Abstract. Measurement of sediment deposition and erosion in coastal areas is a challenge due to soft shifting sediments, but is critical to assessing loss or restoration of coastal sediments and wetlands. The aim of this project was to design and construct a semi-autonomous boat with water depth measuring capabilities. It was intended to map the depth of coastal wetlands to determine erosion rates and assess coastal restoration effects. Depth-measuring equipment was incorporated into an autonomous pontoon boat powered by solar panels. The propulsion system consisted of two paddlewheels and two-way motors to allow movement and positioning for measurements. Modifications included a lightweight, hard coating on the pontoons and powder-coating the frame to extend their usable life.
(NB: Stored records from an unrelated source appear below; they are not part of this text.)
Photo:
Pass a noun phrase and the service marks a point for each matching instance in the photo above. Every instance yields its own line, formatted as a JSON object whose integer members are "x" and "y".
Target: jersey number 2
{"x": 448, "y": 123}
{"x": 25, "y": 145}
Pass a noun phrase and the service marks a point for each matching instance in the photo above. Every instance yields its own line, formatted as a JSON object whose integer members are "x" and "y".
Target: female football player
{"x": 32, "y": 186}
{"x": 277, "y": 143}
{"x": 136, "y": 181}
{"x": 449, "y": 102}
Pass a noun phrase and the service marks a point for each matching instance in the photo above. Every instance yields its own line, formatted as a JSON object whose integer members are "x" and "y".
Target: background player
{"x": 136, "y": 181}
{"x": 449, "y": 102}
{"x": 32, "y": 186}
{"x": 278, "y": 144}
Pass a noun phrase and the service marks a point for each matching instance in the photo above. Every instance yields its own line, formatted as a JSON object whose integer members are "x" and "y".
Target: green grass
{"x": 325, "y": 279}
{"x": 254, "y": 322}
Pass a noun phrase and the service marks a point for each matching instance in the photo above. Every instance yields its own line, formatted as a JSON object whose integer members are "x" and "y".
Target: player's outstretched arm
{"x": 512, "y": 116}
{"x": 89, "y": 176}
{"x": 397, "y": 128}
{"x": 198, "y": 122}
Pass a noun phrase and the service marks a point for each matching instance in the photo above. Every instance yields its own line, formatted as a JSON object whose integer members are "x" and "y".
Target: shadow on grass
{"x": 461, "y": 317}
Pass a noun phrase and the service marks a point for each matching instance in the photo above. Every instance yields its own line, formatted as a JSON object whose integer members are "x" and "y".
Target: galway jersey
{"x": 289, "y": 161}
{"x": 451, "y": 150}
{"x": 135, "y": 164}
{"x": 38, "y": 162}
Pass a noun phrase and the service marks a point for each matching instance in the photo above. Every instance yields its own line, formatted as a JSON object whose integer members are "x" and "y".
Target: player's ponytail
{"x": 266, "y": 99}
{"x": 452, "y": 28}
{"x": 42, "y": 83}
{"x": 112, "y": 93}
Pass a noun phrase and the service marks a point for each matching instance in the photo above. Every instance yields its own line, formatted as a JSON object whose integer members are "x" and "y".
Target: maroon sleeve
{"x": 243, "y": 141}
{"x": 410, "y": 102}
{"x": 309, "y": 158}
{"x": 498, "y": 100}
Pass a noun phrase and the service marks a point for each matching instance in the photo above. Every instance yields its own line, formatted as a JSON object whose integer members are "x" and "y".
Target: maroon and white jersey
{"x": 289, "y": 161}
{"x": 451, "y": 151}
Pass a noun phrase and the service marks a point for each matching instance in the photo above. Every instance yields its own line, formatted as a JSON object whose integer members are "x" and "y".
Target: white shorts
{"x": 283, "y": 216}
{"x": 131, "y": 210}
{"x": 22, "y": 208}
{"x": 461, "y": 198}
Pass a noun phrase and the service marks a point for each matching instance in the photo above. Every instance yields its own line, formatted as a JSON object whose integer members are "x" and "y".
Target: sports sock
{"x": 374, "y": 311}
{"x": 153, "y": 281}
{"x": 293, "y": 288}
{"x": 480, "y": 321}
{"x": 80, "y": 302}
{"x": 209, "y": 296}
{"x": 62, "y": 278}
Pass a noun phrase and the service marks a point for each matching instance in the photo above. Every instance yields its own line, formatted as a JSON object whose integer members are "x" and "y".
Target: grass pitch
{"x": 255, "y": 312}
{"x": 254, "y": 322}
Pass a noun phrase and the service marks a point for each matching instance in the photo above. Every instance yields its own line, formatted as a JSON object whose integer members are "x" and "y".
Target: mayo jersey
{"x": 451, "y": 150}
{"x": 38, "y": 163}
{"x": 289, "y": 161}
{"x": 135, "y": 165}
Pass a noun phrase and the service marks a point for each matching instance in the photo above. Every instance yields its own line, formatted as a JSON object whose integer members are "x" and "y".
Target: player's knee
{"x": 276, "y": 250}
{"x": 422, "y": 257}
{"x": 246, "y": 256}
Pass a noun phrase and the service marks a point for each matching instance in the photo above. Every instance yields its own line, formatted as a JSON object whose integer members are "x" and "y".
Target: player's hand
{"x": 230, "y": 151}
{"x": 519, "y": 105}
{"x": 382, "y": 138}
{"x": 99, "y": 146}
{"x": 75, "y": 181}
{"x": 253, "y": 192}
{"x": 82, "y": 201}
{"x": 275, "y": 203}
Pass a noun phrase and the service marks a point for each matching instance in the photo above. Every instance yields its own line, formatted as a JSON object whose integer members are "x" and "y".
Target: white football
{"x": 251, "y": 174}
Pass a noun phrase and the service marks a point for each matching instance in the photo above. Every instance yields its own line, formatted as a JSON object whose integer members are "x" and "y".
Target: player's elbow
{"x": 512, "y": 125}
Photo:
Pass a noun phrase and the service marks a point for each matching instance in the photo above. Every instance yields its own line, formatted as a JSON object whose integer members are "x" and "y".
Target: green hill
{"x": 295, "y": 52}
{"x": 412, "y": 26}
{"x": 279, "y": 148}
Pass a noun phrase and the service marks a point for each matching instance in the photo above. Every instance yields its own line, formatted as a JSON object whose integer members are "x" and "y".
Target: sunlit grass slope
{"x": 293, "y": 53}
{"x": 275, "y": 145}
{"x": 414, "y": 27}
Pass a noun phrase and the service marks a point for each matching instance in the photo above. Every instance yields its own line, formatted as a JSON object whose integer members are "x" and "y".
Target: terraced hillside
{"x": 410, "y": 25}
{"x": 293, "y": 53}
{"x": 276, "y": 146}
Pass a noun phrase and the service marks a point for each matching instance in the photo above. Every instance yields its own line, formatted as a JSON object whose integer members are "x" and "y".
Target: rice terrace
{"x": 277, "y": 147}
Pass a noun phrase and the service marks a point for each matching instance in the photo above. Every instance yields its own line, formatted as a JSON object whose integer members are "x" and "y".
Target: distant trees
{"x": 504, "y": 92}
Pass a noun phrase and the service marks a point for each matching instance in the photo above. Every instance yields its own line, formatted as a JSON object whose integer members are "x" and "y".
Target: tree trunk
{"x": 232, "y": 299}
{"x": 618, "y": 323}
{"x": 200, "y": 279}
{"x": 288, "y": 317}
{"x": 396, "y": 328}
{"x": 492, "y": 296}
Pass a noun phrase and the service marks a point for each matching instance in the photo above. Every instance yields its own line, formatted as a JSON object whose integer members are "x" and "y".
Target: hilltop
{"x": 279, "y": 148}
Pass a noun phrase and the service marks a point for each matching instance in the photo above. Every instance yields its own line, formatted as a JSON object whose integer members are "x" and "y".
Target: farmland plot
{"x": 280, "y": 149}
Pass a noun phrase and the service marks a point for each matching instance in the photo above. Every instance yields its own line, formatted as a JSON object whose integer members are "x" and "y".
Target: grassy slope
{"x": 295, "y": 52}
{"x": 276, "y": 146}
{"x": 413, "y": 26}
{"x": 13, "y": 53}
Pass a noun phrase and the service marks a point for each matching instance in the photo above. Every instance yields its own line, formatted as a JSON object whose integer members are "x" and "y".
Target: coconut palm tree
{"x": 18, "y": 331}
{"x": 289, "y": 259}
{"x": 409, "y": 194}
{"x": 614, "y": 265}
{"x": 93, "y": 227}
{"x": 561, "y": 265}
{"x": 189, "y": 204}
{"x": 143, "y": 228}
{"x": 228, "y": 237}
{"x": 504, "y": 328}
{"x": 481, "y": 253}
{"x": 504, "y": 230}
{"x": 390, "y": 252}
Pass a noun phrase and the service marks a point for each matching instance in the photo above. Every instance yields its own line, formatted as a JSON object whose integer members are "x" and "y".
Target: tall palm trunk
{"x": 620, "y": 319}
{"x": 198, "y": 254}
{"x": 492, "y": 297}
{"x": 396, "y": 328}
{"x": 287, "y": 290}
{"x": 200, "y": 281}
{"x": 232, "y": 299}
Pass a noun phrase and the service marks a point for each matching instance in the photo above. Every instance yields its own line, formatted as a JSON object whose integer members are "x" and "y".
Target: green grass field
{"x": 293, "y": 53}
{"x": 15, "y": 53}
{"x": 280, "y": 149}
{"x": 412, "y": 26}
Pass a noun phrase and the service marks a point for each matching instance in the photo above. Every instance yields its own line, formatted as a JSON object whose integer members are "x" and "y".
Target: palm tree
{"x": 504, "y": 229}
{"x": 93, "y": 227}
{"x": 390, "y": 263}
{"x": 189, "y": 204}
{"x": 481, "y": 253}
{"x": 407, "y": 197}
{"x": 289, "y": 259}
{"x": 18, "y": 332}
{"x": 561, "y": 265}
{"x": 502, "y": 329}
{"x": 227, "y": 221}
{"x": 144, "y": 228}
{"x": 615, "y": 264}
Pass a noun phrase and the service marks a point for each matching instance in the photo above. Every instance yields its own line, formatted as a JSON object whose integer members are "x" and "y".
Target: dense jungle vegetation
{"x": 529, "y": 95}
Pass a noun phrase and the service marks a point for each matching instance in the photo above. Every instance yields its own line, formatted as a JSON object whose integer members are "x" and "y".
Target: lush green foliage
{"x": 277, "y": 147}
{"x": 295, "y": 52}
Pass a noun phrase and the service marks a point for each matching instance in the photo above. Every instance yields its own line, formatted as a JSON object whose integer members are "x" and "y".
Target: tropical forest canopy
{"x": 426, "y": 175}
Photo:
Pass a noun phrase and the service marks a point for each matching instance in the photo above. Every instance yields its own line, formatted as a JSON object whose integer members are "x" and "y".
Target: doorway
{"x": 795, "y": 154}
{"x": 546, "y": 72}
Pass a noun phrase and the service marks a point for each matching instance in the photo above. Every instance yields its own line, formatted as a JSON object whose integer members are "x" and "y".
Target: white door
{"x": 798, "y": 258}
A microcontroller controlled the boat and captured depth data from sensors and location data with a GPS system. The depth measuring system consisted of a pulley and counter system that completed each measurement in less than 45 seconds. This allowed the boat to take approximately 400 measurements per day. Net accuracy was approximately 3 cm in the tested configuration. The boat can continually measure the depth of specified areas in the wetlands; with this data, the change in depth can be monitored to see the effects of restoration projects.